The mechanisms of genre inevitably take the story to familiar places, but Night Moves retains a hushed, haunted, unhurried air that’s all its own.

THE IMMIGRANT

It’s January 1921, and Marion Cotillard is queuing at Ellis Island, another immigrant seeking entry into New York City. Her movie-star face shines out from the tired, poor, huddled masses, because James Gray — one of quasi-mainstream American cinemas few genuine auteurs — shoots her, even when at her grimmest, like a matinée idol. Cotillard’s beauty catches the eye of Joaquin Phoenix, a hawk circling those fresh-off-the-boat, unaccompanied woman of “low morals” so much ripe flesh. He’s a self-romanticising ‘guardian’, a prohibition-era burlesque-troupe manager cum pimp, who offers home and wage to those who’d otherwise be lost to the tenement slums.

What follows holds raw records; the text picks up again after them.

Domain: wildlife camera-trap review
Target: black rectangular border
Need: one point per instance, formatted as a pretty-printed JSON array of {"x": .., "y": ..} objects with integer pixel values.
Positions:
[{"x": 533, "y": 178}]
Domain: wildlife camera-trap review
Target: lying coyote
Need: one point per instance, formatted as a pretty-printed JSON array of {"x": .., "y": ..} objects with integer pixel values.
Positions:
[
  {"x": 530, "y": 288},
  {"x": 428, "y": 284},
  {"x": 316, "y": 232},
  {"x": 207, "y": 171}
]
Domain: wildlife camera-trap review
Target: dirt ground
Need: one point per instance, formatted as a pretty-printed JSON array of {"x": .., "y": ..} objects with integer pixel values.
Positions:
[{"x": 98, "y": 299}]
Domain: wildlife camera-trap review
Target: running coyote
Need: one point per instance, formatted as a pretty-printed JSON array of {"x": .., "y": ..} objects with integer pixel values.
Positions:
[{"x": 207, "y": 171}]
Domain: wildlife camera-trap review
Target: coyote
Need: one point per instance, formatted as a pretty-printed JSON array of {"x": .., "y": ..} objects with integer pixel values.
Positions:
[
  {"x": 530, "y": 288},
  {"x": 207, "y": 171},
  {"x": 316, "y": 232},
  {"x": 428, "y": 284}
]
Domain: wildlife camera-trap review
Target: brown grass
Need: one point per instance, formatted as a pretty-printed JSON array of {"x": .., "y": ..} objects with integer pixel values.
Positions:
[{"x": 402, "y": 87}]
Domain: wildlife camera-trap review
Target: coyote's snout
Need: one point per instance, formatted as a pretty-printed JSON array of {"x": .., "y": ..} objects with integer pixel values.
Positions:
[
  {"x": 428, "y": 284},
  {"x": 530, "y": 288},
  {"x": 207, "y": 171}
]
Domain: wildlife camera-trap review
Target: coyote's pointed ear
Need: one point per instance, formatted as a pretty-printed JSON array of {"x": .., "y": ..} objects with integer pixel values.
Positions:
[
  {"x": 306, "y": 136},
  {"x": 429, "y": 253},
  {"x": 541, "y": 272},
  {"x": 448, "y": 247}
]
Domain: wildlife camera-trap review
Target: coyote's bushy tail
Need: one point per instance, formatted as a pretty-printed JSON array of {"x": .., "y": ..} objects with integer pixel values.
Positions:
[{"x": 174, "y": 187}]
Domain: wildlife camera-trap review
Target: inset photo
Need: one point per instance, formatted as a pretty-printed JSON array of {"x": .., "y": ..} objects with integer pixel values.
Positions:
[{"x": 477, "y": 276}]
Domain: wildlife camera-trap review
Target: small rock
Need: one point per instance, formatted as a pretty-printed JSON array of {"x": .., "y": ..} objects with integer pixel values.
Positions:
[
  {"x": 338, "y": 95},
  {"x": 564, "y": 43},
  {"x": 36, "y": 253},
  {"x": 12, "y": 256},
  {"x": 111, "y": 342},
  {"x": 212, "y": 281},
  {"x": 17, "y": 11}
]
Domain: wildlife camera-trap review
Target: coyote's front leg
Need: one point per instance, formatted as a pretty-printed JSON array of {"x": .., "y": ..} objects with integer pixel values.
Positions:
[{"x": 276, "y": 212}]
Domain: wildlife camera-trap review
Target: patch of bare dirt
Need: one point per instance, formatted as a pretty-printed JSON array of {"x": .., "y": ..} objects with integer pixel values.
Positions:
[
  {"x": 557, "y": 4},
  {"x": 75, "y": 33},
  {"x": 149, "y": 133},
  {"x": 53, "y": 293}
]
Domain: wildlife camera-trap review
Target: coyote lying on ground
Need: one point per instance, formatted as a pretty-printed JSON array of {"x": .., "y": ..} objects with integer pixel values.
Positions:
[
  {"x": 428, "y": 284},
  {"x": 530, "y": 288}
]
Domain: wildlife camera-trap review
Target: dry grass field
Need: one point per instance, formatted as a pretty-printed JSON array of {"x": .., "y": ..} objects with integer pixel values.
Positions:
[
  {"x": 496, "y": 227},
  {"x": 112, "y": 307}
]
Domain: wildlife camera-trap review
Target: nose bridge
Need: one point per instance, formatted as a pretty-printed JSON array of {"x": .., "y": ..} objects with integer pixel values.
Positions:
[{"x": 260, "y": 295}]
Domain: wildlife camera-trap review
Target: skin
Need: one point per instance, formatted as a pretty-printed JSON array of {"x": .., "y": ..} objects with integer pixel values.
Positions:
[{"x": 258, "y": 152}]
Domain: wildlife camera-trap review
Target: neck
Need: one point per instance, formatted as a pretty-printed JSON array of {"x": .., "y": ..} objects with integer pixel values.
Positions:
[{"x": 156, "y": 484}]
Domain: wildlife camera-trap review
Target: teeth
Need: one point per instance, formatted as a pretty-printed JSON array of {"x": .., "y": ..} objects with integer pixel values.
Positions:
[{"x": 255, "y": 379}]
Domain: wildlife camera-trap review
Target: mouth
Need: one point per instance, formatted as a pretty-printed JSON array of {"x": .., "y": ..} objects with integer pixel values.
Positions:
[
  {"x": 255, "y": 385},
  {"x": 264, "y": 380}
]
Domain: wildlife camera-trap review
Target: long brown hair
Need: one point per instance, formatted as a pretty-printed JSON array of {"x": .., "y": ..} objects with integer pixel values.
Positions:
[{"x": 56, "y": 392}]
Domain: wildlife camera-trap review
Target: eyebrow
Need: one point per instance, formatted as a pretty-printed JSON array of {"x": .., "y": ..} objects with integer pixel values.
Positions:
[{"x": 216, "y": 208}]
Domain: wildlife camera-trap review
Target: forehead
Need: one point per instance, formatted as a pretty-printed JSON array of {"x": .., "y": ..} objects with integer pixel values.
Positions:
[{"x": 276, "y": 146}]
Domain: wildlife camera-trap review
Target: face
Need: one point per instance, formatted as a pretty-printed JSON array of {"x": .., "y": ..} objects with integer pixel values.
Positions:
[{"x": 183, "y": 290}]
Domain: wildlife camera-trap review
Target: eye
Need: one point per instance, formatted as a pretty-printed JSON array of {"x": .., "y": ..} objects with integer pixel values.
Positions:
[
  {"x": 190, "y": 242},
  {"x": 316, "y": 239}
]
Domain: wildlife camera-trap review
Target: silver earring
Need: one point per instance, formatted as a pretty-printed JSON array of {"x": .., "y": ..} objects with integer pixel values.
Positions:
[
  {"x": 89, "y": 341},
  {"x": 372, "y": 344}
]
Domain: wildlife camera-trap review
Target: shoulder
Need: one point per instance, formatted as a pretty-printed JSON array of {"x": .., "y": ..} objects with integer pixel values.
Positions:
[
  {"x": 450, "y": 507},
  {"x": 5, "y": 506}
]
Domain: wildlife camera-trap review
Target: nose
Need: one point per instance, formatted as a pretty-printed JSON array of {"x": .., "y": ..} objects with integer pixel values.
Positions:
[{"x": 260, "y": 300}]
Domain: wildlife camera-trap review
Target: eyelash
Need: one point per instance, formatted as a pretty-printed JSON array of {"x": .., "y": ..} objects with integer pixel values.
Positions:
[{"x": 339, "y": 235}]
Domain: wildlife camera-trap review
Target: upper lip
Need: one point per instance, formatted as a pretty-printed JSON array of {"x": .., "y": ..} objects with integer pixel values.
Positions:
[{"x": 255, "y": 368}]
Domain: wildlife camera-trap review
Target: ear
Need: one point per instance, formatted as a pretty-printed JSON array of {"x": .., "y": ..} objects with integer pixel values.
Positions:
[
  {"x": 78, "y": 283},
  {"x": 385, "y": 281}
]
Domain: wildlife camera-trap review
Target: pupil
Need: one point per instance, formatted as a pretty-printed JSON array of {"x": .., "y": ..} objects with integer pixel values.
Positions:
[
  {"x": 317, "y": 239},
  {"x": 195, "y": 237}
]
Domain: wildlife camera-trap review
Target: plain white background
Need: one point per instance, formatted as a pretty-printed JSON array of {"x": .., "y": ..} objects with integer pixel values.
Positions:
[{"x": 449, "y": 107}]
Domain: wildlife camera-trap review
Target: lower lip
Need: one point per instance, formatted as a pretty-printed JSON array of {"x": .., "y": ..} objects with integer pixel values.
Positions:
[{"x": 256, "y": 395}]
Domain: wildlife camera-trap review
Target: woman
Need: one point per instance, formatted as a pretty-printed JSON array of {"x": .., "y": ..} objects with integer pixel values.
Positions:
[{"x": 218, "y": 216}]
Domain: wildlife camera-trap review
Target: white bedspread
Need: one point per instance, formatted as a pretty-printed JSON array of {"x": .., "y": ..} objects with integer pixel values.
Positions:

Gray shoots his reimagined, 100-year-old vision through sepia the tint of effluence; both summoning old-Hollywood glamour and presenting the past as bleak, dank, diseased. Its tragic tale of a woman trampled by men feels as old as biblical parable; Cotillard remaining unbowed as she suffers the slings and arrows of the new world, her virtue sullied, her flesh peddled. It’s reminiscent of Lars von Trier’s old works, where a simple, true Christian woman becomes martyr, the horrors and hypocrisies of humanity hurled at her. Switching between English and Polish — neither her native tongue — Cotillard brings both grace and cheekbones to her doomed turn; and Phoenix, as ever, is an actor of profound physical control (that forehead, yes).

When Jeremy Renner enters the frame as a romantic rival, The Immigrant turns darker, more desperate; the arrival of an antagonist making the imminence of tragedy inescapable.